Il savait qu'il lui fallait se rééduquer chaque matin, pour effacer la trace des rêves.
Il savait qu'il lui fallait chaque matin nettoyer ses idées, expurger son vocabulaire des mots venus dans la nuit, mots venus des livres lus dans la chambre solitaire, mots venus d'une enfance que le temps n'avait pas vaincu.
Il savait qu'il lui fallait chaque matin oublier sa volonté de puissance et ses désirs de liberté pour enfiler l'habit du monde, l'habit qui donne l'air qu'il faut sans en avoir l'air et qui ne laisse transparaître aucune sueur divine, aucune sueur animale, aucune sueur qui ne remplisse pas la condition d'humanité citoyenne.
Il sentait que vivre ainsi à contretemps, la peau dans ses rêves nocturnes, les phrases du jour passées au crible de l'air du temps, minait ses fondations pirates. Car son esprit s'était déployé aux lectures de romans maritimes et le quadrillage urbain ne ressemblait pas aux mers chaudes des aventures romanesques.
Est-ce que le réel morne avait gagné ? Est-ce que le rêve était à jamais confiné aux espaces nocturnes ? Est-ce que la liberté mentale n'existerait jamais qu'à Insomniapolis ?
C'était la question que l'enfant pirate, devenu l'homme sans qualité, se posait l'esprit à cheval entre deux morves d'azur perdues au ciel du jour sans fin de la vie sociétale.
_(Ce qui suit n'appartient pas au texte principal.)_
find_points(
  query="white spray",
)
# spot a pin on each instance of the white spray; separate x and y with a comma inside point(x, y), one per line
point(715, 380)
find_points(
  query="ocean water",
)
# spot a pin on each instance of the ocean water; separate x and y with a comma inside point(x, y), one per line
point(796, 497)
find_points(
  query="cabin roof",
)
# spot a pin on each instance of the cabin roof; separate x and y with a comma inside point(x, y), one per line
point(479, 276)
C'était la question que l'homme sans qualité se posait, un enfant pirate assis au creux des souvenirs.
Dans la ville les pancartes appelaient les soldats citoyens à marcher en zigzag et à penser au pas.
On aurait pu croire qu'un jour, une femme viendrait nous sauver.
On aurait pu croire qu'elle s'appelerait "Elle" et qu'elle aurait un coeur, un esprit, un corps pour marcher à côté de soi.
On aurait pu croire qu'au carrefour des folies une sihouette inconnue se pourrait transformer en autrui consentant, en libre-arbitre amoureux, en main tendue.
On aurait pu croire qu'au milieu du grand nulle-part de la ville placardée, pas loin du 2011, rue de la Propagande, une idylle sans fard et sans mièvreries naîtrait du hasard et d'une rencontre.
On aurait pu croire toutes ces choses là.
Mais les affiches narguaient le pirate mort-vivant.
"Lipomodelage, lipomodelage, lipomodelage", disaient-elles de leurs voix publicitaires.
Il n'y avait plus de femmes libres. Il n'y avait plus que des femmes épilées, rouge-à-lèvrées, talonnées, lipomodelées, qui se rendaient en souriant gravement aux votations citoyennes.
Et les pirates étaient loin, très loin dans la nuit du monde.
Et les livres mentaient, qui parlaient des mers chaudes et des amitiés de croisière.
Et l'homme sans qualité enterrait l'enfant pirate avant d'aller boire un tout petit peu de bière. Car l'abus d'alcool nuit à la santé ! Il faut consommer avec modération.